Management plans to have ME 2 “running at capacity in the near future.” ME 2X mainline construction is 99% complete, and management is targeting an in-service date for late 2019.

Energy Transfer experienced strong growth in liquids during the quarter, with crude volumes increasing amid higher production in West Texas and growth from its Bakken Pipeline. Crude oil transportation volumes were 4.3 million b/d, from around 3.9 million b/d in 4Q2017. Crude terminal volumes reached 2.2 million b/d from a little more than 2 million b/d a year ago.

Driven by the North Texas, Permian and Northeast regions, gathered volumes and NGL production both rose year/year in the midstream segment. Gathered volumes totaled 12.8 trillion Btu/d, versus 11.5 trillion Btu/d in the year-ago period, while 558,000 b/d of NGLs were produced in the fourth quarter from 505,000 b/d a year ago.

In the NGL and refined products transportation and services segment, NGL transportation volumes climbed to just above 1.1 million b/d, up from 963,000 b/d in 4Q2017. Refined products transportation volumes fell year/year to 601,000 b/d from 618,000 b/d.

Management attributed the growth in transported NGLs to “increased volumes from the Permian region resulting from a ramp up in production from existing customers, higher throughput volumes on Mariner West driven by end user facility constraints in the prior period and higher throughput from Mariner South resulting from increased export volumes.”

The decline in refined products transportation volumes stemmed from “the timing of turnarounds at third-party refineries in the Midwest and Northeast regions.”

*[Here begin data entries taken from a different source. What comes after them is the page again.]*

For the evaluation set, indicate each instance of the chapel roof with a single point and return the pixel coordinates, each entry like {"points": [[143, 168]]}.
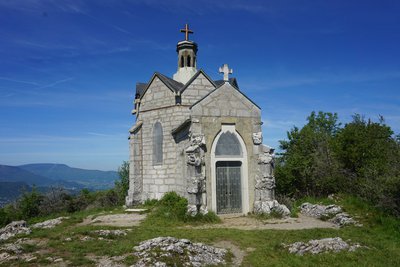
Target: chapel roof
{"points": [[177, 86]]}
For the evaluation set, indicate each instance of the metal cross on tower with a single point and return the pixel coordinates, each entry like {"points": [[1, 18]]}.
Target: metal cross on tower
{"points": [[187, 32], [226, 71]]}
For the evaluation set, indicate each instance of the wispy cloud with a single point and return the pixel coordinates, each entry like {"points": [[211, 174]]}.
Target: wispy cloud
{"points": [[76, 6], [293, 80], [18, 81], [56, 83]]}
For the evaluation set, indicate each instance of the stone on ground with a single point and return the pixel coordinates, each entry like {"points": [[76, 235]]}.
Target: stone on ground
{"points": [[161, 251], [266, 207], [14, 228], [49, 223], [334, 212], [319, 211], [111, 232], [335, 244]]}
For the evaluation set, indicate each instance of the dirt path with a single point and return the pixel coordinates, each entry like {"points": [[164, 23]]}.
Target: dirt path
{"points": [[236, 251], [118, 220], [250, 223]]}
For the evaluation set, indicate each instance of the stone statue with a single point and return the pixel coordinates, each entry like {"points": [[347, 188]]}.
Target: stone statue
{"points": [[265, 184], [196, 180], [257, 138]]}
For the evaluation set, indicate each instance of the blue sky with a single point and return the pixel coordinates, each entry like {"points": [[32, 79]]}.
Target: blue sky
{"points": [[68, 68]]}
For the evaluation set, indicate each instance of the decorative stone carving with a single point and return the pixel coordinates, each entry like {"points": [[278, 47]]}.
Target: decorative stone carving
{"points": [[196, 180], [265, 184], [257, 138]]}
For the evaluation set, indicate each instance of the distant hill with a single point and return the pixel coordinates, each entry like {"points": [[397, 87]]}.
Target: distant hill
{"points": [[93, 179], [44, 176], [16, 174], [10, 191]]}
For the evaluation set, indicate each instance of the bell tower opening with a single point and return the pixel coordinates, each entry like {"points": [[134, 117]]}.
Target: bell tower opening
{"points": [[187, 51]]}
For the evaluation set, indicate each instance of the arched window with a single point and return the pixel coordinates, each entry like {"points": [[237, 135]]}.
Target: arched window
{"points": [[157, 144], [228, 145]]}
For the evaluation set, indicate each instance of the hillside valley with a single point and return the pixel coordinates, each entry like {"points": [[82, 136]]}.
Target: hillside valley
{"points": [[14, 180]]}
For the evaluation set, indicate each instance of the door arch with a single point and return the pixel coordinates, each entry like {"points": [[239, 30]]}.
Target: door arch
{"points": [[229, 159]]}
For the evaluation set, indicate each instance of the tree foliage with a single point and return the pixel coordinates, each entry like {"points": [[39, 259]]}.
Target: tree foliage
{"points": [[361, 158]]}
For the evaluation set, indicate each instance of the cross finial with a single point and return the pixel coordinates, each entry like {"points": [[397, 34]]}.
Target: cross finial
{"points": [[226, 71], [187, 32]]}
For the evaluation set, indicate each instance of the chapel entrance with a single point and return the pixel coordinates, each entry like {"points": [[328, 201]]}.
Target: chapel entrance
{"points": [[229, 193], [229, 173]]}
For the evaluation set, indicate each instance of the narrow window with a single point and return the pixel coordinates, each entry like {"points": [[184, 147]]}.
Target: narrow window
{"points": [[157, 144]]}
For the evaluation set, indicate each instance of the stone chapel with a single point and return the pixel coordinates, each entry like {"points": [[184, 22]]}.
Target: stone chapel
{"points": [[201, 138]]}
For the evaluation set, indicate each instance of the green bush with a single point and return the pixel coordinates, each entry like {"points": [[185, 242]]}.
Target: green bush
{"points": [[362, 159], [172, 209]]}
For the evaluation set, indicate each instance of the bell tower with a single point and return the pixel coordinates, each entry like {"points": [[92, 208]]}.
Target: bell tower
{"points": [[187, 51]]}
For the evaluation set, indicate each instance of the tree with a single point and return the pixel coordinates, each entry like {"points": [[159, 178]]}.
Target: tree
{"points": [[29, 204], [307, 165], [122, 185]]}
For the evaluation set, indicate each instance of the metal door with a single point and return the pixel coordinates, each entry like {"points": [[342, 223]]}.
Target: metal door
{"points": [[229, 193]]}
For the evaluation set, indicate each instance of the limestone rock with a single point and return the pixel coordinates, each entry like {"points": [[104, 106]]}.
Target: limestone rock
{"points": [[110, 232], [335, 244], [343, 219], [267, 207], [11, 247], [192, 210], [152, 252], [4, 256], [319, 211], [14, 228], [333, 212], [49, 223]]}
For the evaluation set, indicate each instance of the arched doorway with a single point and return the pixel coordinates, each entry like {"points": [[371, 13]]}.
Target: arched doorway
{"points": [[229, 172]]}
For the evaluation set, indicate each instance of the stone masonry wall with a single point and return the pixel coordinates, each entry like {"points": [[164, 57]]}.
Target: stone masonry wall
{"points": [[200, 87], [157, 95], [226, 105], [159, 179]]}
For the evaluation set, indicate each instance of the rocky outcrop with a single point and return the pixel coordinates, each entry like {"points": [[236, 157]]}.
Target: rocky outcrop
{"points": [[49, 223], [271, 206], [111, 232], [319, 211], [332, 213], [335, 244], [14, 228], [343, 219], [158, 251]]}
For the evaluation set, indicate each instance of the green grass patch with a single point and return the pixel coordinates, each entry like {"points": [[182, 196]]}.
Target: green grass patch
{"points": [[380, 233]]}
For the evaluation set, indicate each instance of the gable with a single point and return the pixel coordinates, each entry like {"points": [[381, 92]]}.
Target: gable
{"points": [[198, 87], [226, 101], [156, 95]]}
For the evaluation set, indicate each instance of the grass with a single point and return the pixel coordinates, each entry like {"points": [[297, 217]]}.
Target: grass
{"points": [[380, 233]]}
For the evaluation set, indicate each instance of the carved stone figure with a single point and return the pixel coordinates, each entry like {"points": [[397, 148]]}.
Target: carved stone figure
{"points": [[265, 184], [257, 138], [196, 181]]}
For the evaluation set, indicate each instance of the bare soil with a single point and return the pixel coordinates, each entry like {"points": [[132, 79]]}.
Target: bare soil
{"points": [[251, 223], [118, 220]]}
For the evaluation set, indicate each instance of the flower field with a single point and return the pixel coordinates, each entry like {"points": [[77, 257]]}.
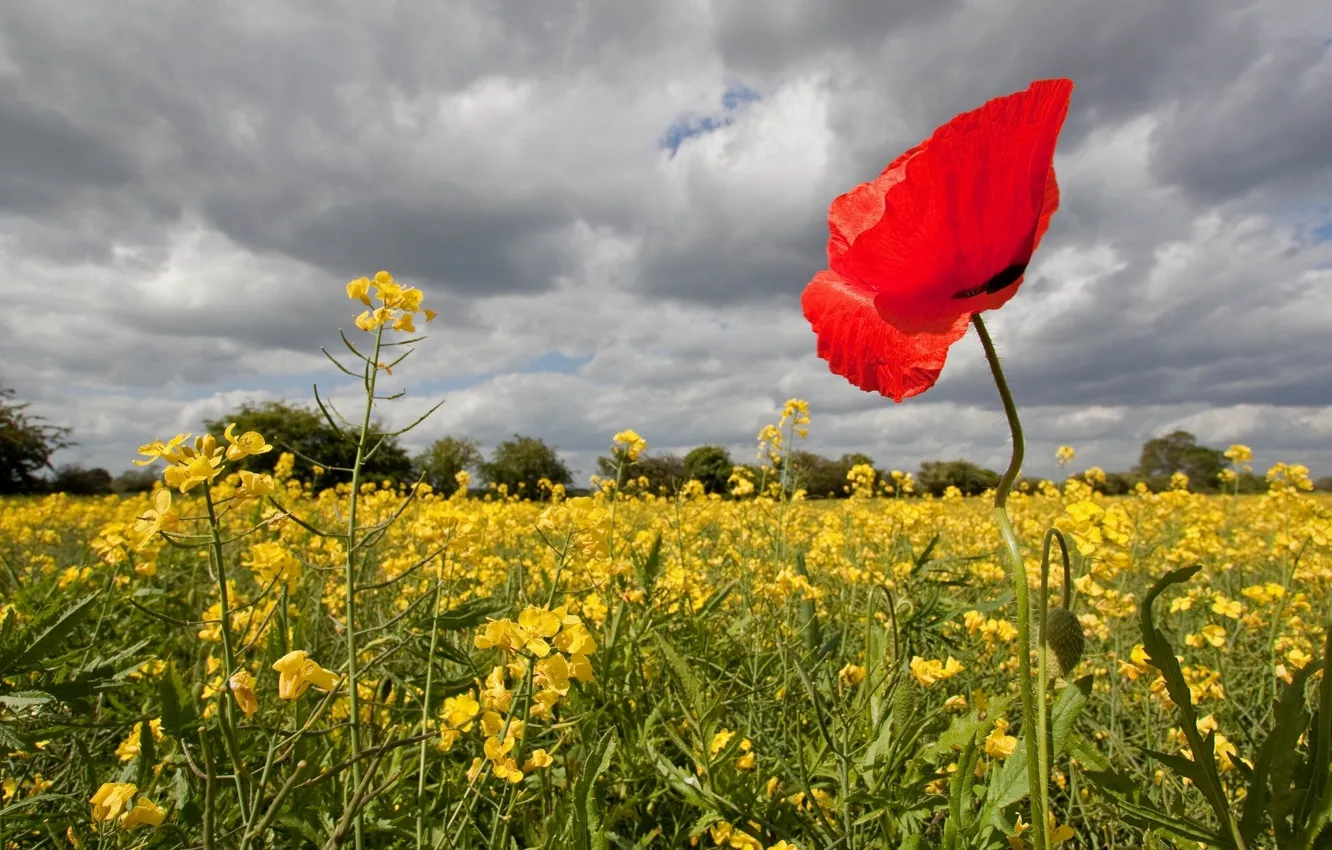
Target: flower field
{"points": [[632, 669], [244, 658]]}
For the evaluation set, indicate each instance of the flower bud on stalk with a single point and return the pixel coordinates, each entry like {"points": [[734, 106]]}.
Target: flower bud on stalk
{"points": [[1064, 640]]}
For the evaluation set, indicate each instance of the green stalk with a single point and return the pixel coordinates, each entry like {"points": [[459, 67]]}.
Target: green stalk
{"points": [[1030, 733], [225, 716], [349, 578], [425, 709]]}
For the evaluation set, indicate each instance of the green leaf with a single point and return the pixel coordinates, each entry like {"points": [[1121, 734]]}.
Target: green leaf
{"points": [[1276, 757], [683, 673], [176, 708], [1162, 656], [25, 698], [1068, 705], [52, 636], [715, 600], [470, 613], [147, 756], [650, 568], [961, 797], [9, 742], [588, 830], [701, 825]]}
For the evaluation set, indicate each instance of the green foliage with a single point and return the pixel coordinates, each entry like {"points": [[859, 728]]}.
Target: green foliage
{"points": [[27, 444], [665, 473], [521, 462], [309, 434], [710, 465], [938, 476], [75, 480], [135, 481], [822, 477], [444, 460], [45, 676], [1179, 452]]}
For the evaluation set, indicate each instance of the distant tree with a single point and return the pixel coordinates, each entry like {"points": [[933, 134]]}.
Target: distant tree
{"points": [[664, 472], [938, 476], [444, 460], [521, 462], [1179, 452], [710, 465], [77, 481], [822, 477], [305, 430], [135, 481], [27, 444]]}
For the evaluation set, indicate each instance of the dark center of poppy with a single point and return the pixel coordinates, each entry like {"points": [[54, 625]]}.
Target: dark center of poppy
{"points": [[1002, 280]]}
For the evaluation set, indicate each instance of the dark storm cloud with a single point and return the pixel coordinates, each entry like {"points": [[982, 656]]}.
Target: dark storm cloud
{"points": [[508, 157], [1270, 129]]}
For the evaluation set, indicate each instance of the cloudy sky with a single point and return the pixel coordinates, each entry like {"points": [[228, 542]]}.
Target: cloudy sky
{"points": [[614, 205]]}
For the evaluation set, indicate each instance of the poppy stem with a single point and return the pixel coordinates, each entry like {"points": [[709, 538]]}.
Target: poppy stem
{"points": [[1031, 736]]}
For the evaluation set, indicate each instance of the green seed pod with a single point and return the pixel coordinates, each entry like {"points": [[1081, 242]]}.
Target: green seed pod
{"points": [[903, 702], [1064, 638]]}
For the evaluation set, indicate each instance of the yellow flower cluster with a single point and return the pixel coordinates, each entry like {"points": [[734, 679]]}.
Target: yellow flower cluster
{"points": [[115, 802], [397, 308]]}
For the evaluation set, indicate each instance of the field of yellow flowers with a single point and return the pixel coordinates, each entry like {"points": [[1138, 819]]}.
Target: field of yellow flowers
{"points": [[245, 660], [660, 670]]}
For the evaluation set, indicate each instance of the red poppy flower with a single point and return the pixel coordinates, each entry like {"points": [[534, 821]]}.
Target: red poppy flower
{"points": [[946, 231]]}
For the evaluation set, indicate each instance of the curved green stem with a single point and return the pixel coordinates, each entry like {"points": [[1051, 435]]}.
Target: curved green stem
{"points": [[372, 373], [1031, 734]]}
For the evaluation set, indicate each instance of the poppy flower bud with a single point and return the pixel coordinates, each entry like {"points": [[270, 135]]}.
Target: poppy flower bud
{"points": [[1064, 638]]}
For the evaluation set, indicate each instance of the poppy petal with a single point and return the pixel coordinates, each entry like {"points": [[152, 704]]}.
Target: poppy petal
{"points": [[861, 208], [867, 351], [962, 212]]}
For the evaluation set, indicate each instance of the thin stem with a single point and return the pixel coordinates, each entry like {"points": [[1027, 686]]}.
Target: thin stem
{"points": [[225, 718], [372, 373], [1043, 677], [425, 710], [1030, 733]]}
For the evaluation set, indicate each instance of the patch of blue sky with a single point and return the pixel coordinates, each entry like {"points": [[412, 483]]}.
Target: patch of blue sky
{"points": [[550, 363], [690, 125]]}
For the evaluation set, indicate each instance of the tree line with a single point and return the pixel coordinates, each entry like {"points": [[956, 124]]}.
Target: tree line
{"points": [[528, 466]]}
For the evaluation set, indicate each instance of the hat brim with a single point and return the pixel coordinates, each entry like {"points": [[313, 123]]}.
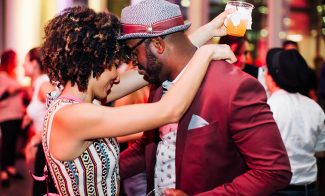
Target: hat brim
{"points": [[150, 35]]}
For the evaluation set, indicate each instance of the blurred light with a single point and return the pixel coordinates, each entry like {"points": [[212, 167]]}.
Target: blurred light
{"points": [[264, 33], [282, 35], [287, 21], [295, 37], [263, 9], [185, 3], [251, 47], [22, 29]]}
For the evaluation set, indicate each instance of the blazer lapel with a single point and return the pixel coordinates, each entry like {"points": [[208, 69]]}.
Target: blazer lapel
{"points": [[182, 134]]}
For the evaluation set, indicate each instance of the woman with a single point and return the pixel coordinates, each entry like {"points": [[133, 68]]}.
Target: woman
{"points": [[11, 113], [35, 114], [80, 54]]}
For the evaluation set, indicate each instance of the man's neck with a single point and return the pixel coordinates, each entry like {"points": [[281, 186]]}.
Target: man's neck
{"points": [[182, 59]]}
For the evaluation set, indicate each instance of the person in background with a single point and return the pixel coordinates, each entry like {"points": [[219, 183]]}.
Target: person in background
{"points": [[240, 46], [299, 118], [81, 54], [310, 89], [12, 109], [227, 143], [35, 114]]}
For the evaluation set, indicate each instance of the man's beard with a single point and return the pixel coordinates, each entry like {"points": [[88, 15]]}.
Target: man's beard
{"points": [[153, 68]]}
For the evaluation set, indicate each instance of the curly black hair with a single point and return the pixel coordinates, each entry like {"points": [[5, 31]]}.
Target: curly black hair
{"points": [[78, 43]]}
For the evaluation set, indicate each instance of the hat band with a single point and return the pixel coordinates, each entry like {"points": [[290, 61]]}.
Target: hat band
{"points": [[157, 27]]}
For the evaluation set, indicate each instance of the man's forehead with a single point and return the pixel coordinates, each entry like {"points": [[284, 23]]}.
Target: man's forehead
{"points": [[132, 41]]}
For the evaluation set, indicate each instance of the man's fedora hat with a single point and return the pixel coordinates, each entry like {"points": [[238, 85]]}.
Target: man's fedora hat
{"points": [[151, 18], [288, 69]]}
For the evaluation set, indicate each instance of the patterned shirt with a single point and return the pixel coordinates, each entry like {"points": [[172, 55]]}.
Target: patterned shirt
{"points": [[94, 172]]}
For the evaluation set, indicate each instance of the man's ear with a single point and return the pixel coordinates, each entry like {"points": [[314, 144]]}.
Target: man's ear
{"points": [[159, 44]]}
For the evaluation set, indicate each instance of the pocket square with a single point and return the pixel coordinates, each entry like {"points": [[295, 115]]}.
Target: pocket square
{"points": [[197, 122]]}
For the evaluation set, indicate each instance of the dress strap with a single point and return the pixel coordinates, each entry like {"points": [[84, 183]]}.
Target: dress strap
{"points": [[71, 97]]}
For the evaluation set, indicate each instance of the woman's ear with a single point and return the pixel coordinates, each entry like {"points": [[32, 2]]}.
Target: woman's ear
{"points": [[159, 44]]}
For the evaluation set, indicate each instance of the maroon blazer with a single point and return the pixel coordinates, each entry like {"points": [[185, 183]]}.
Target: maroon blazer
{"points": [[240, 152]]}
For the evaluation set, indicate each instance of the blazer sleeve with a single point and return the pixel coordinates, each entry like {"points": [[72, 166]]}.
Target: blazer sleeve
{"points": [[258, 139]]}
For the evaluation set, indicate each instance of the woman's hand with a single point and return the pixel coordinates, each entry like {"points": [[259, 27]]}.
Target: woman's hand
{"points": [[214, 28]]}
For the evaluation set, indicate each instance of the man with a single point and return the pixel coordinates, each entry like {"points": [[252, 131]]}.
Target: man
{"points": [[300, 119], [240, 47], [227, 142]]}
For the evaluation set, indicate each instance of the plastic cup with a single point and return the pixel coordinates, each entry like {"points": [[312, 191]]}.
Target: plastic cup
{"points": [[237, 22]]}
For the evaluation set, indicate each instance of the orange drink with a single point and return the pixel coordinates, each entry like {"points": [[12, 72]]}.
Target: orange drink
{"points": [[236, 30], [237, 22]]}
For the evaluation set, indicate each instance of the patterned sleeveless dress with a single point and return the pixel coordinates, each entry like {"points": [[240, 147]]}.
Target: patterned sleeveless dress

NGL fractionation volumes grew to 594,000 b/d from 455,000 b/d, driven by increased Permian volumes reaching the company’s Mont Belvieu, TX, facility, while NGL and refined products terminal volumes reached 898,000 b/d from 792,000 b/d in the year-ago period.

Energy Transfer reported net income of $617 million (26 cents/unit) in the fourth quarter, versus $251 million (22 cents) in 4Q2017. For 2018, net income was $1.694 billion ($1.16/unit), versus $954 million (85 cents) for 2017.